I am familiar with the third one. Stochastic Frontier Analysis starts with the observation that firms do not operate all the time on their efficiency frontier, i.e at maximum efficiency, either due to unanticipated shocks, or because, while competitive market forces may push firms to be efficient, they nevertheless are not that strong or that perfect in their effects in order to make firms to be fully efficient, as it is usually assumed in theoretical models. Therefore, inefficiencies due to organizational problems and the like, may persist.

"Efficiency" in the context of SFA, has many facets: output-oriented technical efficiency, input-oriented technical efficiency, cost-efficiency, revenue efficiency, profit efficiency. All have been developed in the literature. One can choose the approach or approaches most suited to the purpose at hand, and to data availability.

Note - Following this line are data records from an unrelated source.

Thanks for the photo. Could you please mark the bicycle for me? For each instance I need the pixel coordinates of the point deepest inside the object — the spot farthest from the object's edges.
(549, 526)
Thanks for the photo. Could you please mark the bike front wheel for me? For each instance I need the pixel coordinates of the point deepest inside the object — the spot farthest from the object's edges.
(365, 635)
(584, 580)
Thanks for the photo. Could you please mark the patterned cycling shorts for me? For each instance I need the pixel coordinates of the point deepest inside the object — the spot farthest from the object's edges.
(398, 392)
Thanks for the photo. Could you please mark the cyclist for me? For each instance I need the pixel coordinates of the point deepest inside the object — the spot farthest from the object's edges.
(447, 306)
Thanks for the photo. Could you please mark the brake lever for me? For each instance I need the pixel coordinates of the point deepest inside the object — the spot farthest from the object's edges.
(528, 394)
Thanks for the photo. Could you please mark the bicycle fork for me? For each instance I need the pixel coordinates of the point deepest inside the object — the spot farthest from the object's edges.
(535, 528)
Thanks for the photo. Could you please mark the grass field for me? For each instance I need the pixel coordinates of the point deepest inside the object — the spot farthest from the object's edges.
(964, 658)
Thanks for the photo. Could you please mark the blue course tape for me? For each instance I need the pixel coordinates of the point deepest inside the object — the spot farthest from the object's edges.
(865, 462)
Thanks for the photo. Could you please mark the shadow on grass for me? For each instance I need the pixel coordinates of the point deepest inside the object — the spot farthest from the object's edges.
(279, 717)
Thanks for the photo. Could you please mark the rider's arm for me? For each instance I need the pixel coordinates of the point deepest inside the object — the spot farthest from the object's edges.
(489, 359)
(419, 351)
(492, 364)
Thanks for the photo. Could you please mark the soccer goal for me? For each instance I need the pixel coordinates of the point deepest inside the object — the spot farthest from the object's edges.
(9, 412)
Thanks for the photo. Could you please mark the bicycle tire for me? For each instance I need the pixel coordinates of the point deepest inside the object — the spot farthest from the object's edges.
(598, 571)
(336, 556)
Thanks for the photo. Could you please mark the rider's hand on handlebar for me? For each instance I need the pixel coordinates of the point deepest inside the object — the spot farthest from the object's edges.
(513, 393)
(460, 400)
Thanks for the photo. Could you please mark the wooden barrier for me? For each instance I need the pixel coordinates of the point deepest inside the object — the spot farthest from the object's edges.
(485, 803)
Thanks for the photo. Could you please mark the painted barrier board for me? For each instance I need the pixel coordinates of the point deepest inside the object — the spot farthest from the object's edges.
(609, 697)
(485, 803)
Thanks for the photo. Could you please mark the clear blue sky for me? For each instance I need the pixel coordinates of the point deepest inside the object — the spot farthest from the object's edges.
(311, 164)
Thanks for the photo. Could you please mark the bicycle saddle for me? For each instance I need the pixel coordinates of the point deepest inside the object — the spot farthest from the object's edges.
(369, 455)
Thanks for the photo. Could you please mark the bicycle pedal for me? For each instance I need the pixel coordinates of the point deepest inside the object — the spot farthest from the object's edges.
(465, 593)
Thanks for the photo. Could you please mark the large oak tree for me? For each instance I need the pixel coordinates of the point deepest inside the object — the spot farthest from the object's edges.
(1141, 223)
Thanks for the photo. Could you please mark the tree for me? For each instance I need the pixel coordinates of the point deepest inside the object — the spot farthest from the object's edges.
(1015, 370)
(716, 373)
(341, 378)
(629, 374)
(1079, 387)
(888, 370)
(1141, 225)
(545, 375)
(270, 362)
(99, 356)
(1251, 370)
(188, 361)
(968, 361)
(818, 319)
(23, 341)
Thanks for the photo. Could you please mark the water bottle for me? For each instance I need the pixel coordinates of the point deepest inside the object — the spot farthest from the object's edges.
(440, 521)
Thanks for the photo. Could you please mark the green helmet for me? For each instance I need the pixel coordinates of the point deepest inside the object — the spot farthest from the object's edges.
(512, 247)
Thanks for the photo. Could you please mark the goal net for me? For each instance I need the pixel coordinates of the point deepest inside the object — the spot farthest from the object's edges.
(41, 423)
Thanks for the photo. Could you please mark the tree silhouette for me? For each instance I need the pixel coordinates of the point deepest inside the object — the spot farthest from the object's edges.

To consider the case of output-oriented technical efficiency, SFA modifies/augments the production function of a firm as

$$Q = F(\mathbf x) + u -v$$

Where $u$ is a zero-mean normal random variable and $u$ is a non-negative random variable (usually specified as a half-normal or as an exponential r.v.). The $v$ component captures the inefficiency (measured in terms of output), while the $u$ component captures stochastic disturbances that may affect production (either positively or negatively). $F(\mathbf x)$ represents the full-efficiency level of output.

Econometrically, this is estimated by using Maximum Likelihood (the least-squares method cannot decompose the error term in its two components), on a data set that contains data on output, and on quantities of input factors (in other words, no more than the usual data set required to estimate a production function).
The estimation procedure itself will provide of course estimates that are averages over the data set. If one wants to rank the firms present in the sample, one can implement the approach developed in Jondrow, J., Knox Lovell, C. A., Materov, I. S., & Schmidt, P. (1982). On the estimation of technical inefficiency in the stochastic frontier production function model. Journal of econometrics, 19(2), 233-238.

A comprehensive book on Stochastic Frontier Analysis is Kumbhakar, S. C., & Lovell, C. K. (2003). Stochastic frontier analysis. Cambridge University Press.